When it comes to EOL, you should start by recognizing why you have reached this point in the first place. Is this due to an application not needing to be updated in order to work? Did upgrading slip down the priority list? Is there a specific reason why you can’t move off your database?
If you can’t move, this is usually because you need something particular in order for your application to continue working as intended. Often, this is because a component supports only a specific database version, or has not itself been updated. Up until now, a migration may have been viewed as an unnecessary risk, but with EOL coming up, you may no longer have a choice.
If your application is not critical, it’s easy to put back making updates in favor of leaving things as they are. “Don’t fix what isn’t broken” is a common IT motto. However, you can’t afford to ignore database EOL dates.
What to Do Next?
If you find yourself in this position, it is important to go through your options, and consider what to do next.
The first option is, paradoxically, to do nothing. This might sound like an odd suggestion after saying that you should not ignore the problem, but these two things are not the same. Making an informed choice to carry on with an existing database instance is a different scenario to thoughtlessly maintaining the status quo. This approach is best suited to noncritical applications, where the data is not sensitive, and where other controls can be implemented for security.
In this scenario, it is worth looking at extended support options for database instances. This will fill some of the gaps that might occur over time after the EOL date passes, and provide a roadmap with the necessary steps you should take to mitigate security issues if a fault is discovered.
The second option is to carry out a migration. This will involve moving from the EOL database edition to one that has support now and in the future. Depending on how long you want to plan ahead, along with your application compatibility concerns, this could be a point upgrade or a move to the latest version. For example, companies dealing with MySQL v5.6 have the option to move to v5.7 or v8.0. Moving to 5.7 is a smaller change, but this version moves to EOL in October 2023. Depending on how long you intend to carry on using the application and database, and the amount of work the migration will be, moving to v8.0 may be less costly in the long run.
In this scenario, you should carry out compatibility testing. This will show you how well your application will work with the new database version and allow you to identify potential issues. You need to allow plenty of time to carry out thorough testing ahead of the EOL date, just in case there are problems. Doing this just before the cutoff date can cause stress. Alongside this testing, you should also carry out some backups, just in case you need to restore a previous version of the database on the existing systems.
The third option is the most radical – rip things up and start again. This involves not just looking at a database update, but also considering whether you are using the right database in the first place. This scenario is best suited to mission-critical applications where any downtime leads to lost revenues, and where updates have been put off to avoid risk.
Projects like this are more common in environments where change is viewed as a substantial risk to production and revenues.

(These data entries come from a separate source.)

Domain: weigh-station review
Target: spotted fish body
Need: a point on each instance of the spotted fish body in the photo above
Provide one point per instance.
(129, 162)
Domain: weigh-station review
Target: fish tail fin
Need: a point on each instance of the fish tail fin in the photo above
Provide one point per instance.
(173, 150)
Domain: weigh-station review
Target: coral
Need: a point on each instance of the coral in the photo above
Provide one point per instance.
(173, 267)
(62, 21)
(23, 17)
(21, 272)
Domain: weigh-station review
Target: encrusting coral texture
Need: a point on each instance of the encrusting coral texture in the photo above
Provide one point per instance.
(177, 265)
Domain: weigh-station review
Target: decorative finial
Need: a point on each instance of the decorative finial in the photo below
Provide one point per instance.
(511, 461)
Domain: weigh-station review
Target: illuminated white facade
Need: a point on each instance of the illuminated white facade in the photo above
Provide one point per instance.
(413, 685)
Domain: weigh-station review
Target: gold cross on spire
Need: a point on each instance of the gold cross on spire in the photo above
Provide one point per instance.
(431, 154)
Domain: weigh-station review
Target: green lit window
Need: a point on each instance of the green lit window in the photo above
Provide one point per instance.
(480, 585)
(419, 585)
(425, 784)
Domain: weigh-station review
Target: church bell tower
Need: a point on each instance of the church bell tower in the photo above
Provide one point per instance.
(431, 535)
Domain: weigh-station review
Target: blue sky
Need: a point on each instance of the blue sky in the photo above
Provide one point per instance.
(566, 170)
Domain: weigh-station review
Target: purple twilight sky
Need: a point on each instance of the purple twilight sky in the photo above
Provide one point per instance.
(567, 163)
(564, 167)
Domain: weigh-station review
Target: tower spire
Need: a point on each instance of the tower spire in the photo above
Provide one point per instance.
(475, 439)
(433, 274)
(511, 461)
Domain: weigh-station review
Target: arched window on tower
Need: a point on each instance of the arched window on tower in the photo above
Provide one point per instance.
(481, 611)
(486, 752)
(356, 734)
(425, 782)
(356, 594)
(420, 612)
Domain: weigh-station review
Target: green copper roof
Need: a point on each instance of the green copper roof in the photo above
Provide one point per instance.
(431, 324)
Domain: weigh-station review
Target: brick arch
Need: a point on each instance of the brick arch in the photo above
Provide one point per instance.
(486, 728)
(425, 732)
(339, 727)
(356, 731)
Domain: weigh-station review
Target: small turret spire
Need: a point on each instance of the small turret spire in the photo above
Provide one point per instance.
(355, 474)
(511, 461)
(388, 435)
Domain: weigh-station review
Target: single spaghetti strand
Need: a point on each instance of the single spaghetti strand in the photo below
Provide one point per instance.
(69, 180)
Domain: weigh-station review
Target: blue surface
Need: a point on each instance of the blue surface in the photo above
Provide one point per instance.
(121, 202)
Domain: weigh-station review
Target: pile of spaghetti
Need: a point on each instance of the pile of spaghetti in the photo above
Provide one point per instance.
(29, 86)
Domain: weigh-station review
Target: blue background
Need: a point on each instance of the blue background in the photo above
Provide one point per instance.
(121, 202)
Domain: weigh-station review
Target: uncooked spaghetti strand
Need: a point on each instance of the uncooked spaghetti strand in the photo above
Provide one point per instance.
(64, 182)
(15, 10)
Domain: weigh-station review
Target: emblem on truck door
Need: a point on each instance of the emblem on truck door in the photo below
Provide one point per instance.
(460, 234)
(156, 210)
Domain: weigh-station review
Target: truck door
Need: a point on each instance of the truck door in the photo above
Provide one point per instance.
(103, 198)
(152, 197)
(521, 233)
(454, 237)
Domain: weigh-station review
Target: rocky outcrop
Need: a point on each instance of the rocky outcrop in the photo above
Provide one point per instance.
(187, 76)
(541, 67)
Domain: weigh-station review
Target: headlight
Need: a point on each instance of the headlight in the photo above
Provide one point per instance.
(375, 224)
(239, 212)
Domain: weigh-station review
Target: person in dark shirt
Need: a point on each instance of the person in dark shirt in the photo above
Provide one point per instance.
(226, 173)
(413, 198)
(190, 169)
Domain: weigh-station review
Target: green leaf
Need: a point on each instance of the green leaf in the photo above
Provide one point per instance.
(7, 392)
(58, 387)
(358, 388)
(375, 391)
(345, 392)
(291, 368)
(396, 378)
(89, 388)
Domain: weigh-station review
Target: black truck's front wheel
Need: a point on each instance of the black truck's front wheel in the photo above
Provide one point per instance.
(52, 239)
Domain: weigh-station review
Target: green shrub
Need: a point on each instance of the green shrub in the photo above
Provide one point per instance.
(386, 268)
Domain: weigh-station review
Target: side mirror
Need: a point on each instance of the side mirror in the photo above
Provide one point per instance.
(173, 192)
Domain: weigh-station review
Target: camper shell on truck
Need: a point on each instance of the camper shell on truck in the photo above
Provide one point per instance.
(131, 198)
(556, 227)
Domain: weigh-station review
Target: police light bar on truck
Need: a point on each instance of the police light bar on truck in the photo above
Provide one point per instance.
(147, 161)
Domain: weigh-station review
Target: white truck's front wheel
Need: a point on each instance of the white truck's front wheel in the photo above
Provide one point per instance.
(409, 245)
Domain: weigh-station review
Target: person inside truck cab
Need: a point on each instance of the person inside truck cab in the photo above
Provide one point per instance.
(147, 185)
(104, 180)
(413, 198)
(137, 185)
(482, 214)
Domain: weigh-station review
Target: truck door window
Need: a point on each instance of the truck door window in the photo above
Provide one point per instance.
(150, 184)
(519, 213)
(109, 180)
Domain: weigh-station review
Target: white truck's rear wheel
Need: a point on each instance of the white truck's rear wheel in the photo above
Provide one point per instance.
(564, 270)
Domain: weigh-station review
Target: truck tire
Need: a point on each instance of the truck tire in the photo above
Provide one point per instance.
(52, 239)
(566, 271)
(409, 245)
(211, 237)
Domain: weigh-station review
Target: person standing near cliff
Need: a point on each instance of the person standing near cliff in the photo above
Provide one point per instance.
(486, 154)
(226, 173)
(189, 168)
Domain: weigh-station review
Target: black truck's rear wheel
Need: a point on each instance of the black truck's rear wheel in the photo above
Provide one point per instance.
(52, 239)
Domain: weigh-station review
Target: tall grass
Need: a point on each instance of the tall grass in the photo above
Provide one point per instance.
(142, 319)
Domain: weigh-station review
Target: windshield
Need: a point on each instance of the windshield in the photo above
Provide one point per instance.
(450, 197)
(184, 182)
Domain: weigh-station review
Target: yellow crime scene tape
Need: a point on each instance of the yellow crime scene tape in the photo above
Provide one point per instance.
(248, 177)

Examples include the supply chain, manufacturing, and utilities sectors, where applications have to be available around the clock and margins are tight. These critical applications can have strong uptime, so turning them off for updates is a risk. Those upgrades then pile up over time until they cannot be put off any longer.
In this situation, an EOL status means no other organization is responsible if something goes wrong. The impact of a problem – and the expense of cleaning it up afterward – would be far larger than the cost of a well-planned migration. In these cases, you should work on a strong cost-benefit analysis, and position this as a beneficial change for business stakeholders over time. In circumstances like this, EOL can act as a positive force, necessitating cautious companies to make long-term, forward-looking, constructive changes.
The Road Ahead
EOL situations are a fact of life for IT professionals – they affect every asset over time. Planning ahead for these situations is crucial, whatever your current circumstances.
Whatever EOL approach you take, there are steps you can put in place to ensure that your data remains safe and secure, applications carry on working, and users are not affected. From making migrations work, through to compensating controls and additional security measures, your implementations should carry on functioning well, and providing the results you need. By thinking ahead and getting the right database deployment advice, you can reduce, or even remove, the risk to your business.